Jest decyzja w sprawie obostrzeń. Co z siłowniami?
Rząd długo debatował nad poluzowaniem obostrzeń. Po spotkaniu Rządowego Zespołu Zarządzania Kryzysowego podjęto decyzje o zdjęciu kolejnych ograniczeń. Do otwartych galerii handlowych dołączyły hotele, które od połowy lutego będą działać w ograniczony sposób (dotąd były niemal całkowicie zamknięte, z drobnymi i niemającymi dla branży znaczenia wyjątkami). Co jednak z inną bardzo dotkniętą przez drugi lockdown branżą? Czy właściciele siłowni, którzy protestują od tygodni i otwierają swoje kluby mimo obostrzeń, mogą liczyć na wznowienie działalności?

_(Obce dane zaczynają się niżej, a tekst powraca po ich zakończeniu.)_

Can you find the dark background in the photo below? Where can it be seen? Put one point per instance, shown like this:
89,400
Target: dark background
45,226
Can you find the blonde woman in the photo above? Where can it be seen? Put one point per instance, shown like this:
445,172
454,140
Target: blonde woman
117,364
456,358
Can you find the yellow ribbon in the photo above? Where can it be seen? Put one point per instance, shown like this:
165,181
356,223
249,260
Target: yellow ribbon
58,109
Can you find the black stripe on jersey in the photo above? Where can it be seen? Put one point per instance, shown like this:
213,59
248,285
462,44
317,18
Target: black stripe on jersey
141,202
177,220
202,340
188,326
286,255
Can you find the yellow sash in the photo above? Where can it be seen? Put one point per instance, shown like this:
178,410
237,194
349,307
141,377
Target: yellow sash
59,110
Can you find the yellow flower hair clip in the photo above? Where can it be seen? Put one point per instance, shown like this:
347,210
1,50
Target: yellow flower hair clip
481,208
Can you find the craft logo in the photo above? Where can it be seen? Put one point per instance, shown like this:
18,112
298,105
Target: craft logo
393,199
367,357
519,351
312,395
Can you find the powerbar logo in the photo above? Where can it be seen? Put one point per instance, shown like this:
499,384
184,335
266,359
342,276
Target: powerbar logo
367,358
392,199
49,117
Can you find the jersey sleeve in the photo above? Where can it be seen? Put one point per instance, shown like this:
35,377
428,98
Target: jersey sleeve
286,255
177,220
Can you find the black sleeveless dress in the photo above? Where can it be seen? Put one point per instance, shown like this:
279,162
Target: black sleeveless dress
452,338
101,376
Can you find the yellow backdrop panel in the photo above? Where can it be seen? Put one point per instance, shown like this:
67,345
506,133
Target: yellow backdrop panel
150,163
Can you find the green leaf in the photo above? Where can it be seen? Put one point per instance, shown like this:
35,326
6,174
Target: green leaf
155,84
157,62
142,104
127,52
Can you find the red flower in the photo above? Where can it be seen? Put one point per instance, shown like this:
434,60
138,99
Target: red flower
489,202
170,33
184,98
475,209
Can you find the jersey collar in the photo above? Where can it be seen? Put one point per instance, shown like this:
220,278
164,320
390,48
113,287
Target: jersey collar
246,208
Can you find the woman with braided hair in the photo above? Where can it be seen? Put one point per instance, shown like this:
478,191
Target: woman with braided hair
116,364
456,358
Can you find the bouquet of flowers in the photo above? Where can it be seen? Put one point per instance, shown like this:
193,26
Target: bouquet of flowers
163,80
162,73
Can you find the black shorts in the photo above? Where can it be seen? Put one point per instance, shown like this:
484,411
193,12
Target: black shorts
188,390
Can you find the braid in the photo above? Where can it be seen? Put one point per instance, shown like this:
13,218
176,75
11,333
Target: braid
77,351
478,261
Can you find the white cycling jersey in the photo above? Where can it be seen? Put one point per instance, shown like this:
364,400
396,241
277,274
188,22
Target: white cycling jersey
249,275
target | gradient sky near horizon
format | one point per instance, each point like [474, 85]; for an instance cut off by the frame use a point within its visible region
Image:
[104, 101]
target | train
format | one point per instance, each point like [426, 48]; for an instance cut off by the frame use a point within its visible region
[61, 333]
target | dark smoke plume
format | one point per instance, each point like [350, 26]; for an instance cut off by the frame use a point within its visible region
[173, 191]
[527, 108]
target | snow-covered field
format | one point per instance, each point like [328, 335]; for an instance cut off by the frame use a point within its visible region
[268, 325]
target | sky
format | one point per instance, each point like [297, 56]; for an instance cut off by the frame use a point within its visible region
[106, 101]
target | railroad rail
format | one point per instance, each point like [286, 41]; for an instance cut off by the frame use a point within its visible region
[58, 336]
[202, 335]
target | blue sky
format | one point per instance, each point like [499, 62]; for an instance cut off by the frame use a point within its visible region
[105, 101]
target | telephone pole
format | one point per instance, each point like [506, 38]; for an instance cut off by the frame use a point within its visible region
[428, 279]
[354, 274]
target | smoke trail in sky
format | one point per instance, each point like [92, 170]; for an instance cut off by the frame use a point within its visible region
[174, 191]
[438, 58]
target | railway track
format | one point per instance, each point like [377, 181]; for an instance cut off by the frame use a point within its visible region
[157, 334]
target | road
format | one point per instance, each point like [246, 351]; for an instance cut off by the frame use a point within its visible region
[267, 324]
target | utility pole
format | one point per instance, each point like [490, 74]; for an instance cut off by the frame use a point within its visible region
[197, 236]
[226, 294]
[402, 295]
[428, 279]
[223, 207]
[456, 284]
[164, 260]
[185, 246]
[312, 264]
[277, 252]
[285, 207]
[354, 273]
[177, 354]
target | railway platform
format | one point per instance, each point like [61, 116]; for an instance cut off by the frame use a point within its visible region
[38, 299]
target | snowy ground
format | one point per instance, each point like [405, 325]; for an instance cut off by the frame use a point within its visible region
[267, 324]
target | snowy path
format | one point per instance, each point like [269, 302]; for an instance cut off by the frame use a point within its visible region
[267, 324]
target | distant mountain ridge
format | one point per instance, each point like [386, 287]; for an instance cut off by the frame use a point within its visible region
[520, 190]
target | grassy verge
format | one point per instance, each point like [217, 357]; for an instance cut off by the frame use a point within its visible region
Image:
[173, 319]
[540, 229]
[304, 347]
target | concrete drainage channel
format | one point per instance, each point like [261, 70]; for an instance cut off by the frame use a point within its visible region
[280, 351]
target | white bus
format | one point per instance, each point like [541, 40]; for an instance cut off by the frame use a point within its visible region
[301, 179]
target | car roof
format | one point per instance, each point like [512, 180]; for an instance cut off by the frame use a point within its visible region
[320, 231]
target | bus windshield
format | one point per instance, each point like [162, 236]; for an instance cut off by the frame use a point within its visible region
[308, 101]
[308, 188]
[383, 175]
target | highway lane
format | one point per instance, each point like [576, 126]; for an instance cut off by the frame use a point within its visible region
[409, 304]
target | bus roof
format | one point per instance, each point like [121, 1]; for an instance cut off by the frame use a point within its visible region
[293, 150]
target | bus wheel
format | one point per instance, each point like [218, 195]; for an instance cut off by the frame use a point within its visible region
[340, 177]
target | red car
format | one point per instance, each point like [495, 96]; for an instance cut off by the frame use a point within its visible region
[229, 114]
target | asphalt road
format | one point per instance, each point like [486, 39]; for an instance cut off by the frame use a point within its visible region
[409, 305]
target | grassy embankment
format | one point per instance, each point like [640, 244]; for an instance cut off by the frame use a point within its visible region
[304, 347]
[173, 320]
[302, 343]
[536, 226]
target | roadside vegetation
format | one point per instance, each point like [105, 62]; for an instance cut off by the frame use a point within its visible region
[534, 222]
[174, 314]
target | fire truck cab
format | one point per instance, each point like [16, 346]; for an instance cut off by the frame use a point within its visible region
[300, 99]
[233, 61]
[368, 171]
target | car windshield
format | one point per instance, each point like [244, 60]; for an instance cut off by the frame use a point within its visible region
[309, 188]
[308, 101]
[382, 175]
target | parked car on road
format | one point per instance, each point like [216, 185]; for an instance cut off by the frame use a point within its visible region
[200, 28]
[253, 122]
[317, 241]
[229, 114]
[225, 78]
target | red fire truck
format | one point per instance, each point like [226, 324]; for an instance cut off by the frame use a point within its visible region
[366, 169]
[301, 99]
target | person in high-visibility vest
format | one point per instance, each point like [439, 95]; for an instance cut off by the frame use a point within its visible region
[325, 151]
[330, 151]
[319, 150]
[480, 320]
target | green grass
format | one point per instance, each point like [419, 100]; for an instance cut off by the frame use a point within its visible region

Siłownie i kluby fitness wciąż zamknięte
To nie jest dobry dzień dla właścicieli siłowni i klubów fitness. Sportowa branża ta nie została ujęta w grupie biznesów, które będą mogły już niebawem się otworzyć. Jak informuje rząd, nadal obowiązuje zakaz działalności siłowni. Obostrzenia zostały przedłużone kolejny raz, mimo sprzeciwu branży.
Kolejną branżą, która nie może otworzyć się jest branża gastronomiczna. Część restauratorów z początkiem roku postanowiła otwierać swoje lokalne nawet mimo panujących obostrzeń. Z informacji, które napływają z całej Polski, wynika, że przedsiębiorcy są bardzo często kontrolowani przez policję i sanepid, ale stosunkowo rzadko kończy się to ukaraniem. Z kolei siłownie działają, pisaliśmy o tym wielokrotnie, co najmniej połowa klubów otworzyła się wbrew decyzji rządu, jak wynika z danych Polskiej Federacji Fitness.